In a break with the past, when the company introduced one iPhone a year, Apple yesterday unveiled two new models. The iPhone 5C will cost $99 to $199 with a wireless contract and comes in five different colors. A high-end iPhone 5S with fingerprint-security features, a speedier processor and better camera will cost $199 to $399 and be available in three colors. The more expensive version also includes a separate chip, called the “M7 Motion co-processor”, which can track motion data continuously without heavily draining the battery.

That suggests better track sports and fitness-related user activity, now the domain of wearable devices like the wrist-worn Fitbit, and lets developers experiment with apps that make use of those functions.

The new iPhones will be available in stores on Sept. 20. The high-end 5S will also have Touch ID fingerprint-sensor technology that is located on the phone’s Home button, which people can use to unlock their phone and confirm purchases from iTunes and Apple’s app store.

The launch of two new iPhones will help Apple reach a total of 700 million iOS devices sold by next month, Tim Cook confidently predicted on Tuesday. But even with the new mid-range iPhone 5C added to its line-up, technology analysts seemed doubtful that Apple could match the 1 billion Android devices that Google has already sold.

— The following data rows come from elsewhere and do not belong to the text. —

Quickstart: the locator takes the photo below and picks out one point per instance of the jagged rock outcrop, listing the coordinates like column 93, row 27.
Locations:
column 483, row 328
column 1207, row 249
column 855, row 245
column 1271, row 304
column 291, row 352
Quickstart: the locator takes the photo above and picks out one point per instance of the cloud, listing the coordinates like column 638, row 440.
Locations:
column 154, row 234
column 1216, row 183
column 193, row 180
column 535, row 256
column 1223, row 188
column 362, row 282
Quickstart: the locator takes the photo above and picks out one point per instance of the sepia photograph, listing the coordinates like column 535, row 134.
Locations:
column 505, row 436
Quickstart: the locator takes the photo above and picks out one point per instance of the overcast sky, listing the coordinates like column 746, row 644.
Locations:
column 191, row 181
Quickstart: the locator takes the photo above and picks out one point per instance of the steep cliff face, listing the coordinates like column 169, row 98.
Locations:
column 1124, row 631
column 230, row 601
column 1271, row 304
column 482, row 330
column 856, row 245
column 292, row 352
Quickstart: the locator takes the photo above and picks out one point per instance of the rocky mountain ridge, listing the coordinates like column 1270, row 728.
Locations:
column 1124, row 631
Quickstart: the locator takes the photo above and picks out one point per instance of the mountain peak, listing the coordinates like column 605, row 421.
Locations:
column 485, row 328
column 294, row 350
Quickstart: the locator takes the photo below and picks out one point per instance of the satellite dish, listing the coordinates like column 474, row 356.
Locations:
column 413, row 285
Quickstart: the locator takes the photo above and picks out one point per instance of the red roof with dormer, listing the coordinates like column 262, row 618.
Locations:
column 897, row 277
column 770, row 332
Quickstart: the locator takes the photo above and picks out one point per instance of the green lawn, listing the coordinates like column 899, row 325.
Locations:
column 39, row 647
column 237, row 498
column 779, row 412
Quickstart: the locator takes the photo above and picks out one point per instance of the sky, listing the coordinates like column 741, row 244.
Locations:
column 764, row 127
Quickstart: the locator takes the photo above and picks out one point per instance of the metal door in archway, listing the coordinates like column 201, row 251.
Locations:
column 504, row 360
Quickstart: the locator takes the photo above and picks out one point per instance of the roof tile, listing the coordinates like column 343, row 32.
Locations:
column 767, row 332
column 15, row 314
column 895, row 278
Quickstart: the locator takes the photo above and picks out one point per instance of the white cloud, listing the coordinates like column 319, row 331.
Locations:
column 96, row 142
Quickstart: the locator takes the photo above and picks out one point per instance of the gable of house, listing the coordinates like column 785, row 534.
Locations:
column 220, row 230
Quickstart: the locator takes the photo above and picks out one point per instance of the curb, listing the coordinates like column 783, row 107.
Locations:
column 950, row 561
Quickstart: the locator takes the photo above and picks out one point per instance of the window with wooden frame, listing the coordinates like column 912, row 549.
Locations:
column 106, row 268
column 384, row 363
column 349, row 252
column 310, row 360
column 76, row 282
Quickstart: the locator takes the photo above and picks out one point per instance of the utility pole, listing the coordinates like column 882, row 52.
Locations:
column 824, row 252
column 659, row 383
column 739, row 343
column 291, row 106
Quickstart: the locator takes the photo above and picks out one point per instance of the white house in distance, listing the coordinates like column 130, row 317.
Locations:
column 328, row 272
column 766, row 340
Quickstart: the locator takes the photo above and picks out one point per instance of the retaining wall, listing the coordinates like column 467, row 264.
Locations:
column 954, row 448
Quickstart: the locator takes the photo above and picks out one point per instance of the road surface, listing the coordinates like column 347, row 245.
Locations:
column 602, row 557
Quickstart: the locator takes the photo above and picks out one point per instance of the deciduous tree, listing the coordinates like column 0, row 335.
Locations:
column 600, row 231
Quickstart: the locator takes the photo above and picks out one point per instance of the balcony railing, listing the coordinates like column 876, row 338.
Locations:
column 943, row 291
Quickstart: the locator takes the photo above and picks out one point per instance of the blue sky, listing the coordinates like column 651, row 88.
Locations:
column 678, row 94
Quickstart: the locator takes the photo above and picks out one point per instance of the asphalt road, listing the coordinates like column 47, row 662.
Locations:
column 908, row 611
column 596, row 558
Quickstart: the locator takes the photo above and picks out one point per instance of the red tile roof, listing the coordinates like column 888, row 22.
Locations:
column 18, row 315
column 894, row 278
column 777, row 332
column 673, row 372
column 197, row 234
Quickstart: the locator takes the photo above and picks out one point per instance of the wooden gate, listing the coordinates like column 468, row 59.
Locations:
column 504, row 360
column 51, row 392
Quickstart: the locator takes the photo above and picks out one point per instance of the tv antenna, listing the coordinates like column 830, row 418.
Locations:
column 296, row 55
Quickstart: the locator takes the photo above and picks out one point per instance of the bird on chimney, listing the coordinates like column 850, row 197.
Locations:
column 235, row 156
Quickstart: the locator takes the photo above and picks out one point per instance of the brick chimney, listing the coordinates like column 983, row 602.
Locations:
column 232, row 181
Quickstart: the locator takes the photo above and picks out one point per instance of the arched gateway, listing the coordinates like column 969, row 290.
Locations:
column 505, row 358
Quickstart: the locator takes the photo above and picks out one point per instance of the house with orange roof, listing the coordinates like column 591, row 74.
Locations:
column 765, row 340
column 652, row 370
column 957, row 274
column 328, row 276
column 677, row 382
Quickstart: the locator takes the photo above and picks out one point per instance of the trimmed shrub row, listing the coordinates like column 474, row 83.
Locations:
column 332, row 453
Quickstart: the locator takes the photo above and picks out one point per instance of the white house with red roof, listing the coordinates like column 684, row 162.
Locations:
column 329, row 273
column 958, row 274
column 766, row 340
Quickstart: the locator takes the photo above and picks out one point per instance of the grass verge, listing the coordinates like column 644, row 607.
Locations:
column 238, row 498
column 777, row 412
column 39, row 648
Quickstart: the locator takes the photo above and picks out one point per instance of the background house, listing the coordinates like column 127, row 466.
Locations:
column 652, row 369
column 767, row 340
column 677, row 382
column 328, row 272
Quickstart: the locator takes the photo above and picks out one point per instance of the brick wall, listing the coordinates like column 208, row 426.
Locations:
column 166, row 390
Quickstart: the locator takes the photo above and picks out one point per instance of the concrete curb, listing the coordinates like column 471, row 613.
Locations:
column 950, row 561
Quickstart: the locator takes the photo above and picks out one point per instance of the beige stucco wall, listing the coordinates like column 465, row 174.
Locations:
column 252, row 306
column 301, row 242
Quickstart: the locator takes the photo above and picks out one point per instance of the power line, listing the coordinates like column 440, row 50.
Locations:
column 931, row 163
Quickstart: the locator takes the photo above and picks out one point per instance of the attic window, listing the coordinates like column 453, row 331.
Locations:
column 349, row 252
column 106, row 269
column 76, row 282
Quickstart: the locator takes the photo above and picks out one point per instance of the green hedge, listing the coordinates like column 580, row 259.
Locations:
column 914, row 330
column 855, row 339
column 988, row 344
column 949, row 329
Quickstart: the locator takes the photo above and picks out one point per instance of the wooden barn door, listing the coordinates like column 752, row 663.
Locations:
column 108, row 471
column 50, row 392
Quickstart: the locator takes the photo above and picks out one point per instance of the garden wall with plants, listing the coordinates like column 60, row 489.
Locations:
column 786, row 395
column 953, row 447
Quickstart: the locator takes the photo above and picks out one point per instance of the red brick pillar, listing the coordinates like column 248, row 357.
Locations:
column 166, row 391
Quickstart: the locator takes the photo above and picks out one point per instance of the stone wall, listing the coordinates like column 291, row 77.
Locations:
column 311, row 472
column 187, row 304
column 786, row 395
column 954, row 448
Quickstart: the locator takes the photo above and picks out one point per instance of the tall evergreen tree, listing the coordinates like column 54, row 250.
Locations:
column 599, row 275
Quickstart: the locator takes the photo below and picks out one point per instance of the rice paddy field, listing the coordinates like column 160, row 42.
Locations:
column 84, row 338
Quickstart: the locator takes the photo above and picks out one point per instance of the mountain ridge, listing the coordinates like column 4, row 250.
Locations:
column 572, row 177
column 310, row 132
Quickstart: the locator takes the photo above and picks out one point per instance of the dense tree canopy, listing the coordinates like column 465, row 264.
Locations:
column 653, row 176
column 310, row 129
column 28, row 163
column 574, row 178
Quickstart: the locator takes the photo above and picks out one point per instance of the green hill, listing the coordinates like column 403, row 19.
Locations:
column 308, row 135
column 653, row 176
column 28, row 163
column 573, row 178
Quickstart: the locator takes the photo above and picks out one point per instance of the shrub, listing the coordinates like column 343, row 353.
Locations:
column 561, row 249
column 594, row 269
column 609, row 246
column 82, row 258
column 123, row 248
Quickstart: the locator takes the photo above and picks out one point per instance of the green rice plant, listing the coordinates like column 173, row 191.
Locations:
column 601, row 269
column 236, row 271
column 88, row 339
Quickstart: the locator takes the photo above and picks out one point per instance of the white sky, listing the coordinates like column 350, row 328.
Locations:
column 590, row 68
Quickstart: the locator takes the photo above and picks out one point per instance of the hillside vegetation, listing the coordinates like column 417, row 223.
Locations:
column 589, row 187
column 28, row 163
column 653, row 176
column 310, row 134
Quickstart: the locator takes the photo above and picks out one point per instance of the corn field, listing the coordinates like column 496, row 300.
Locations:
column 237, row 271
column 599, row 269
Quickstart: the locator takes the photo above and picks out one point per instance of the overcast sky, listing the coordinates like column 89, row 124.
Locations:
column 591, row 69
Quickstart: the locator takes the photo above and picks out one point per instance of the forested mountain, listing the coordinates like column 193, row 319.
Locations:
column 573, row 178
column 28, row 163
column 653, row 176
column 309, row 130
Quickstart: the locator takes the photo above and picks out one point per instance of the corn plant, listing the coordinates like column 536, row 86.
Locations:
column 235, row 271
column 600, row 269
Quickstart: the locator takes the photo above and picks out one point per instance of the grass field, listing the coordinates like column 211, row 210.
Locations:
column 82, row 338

Apple’s new strategy includes what seems like a repackaging of last year’s iPhone 5 in a new poly-carbonate casing that comes in blue, pink, green, yellow and white to become the iPhone 5C. The company isnt pricing the 5C as cheaply as competitors’ handsets, with the phone costing $549 and up without a two-year contract, according to Apple’s U.S. website, showing it’s unwilling to trade its industry-leading profit margins for increased market share.

In the second quarter of 2013, the smartphone segment in western Europe grew only 19% year on year, while in China and the Asia-Pacific region (excluding Japan), smartphones increased 75% from last year’s second quarter. However, Van Baker, an analyst with Gartner, said $550 was still way too high to be truly market-expanding for Apple, especially in China and emerging markets.

The company is planning to introduce new iPads later this year, people familiar with the plans have said to Bloomberg.

Apple shares sank 2.3% yesterday while being 23% down on 1 year basis.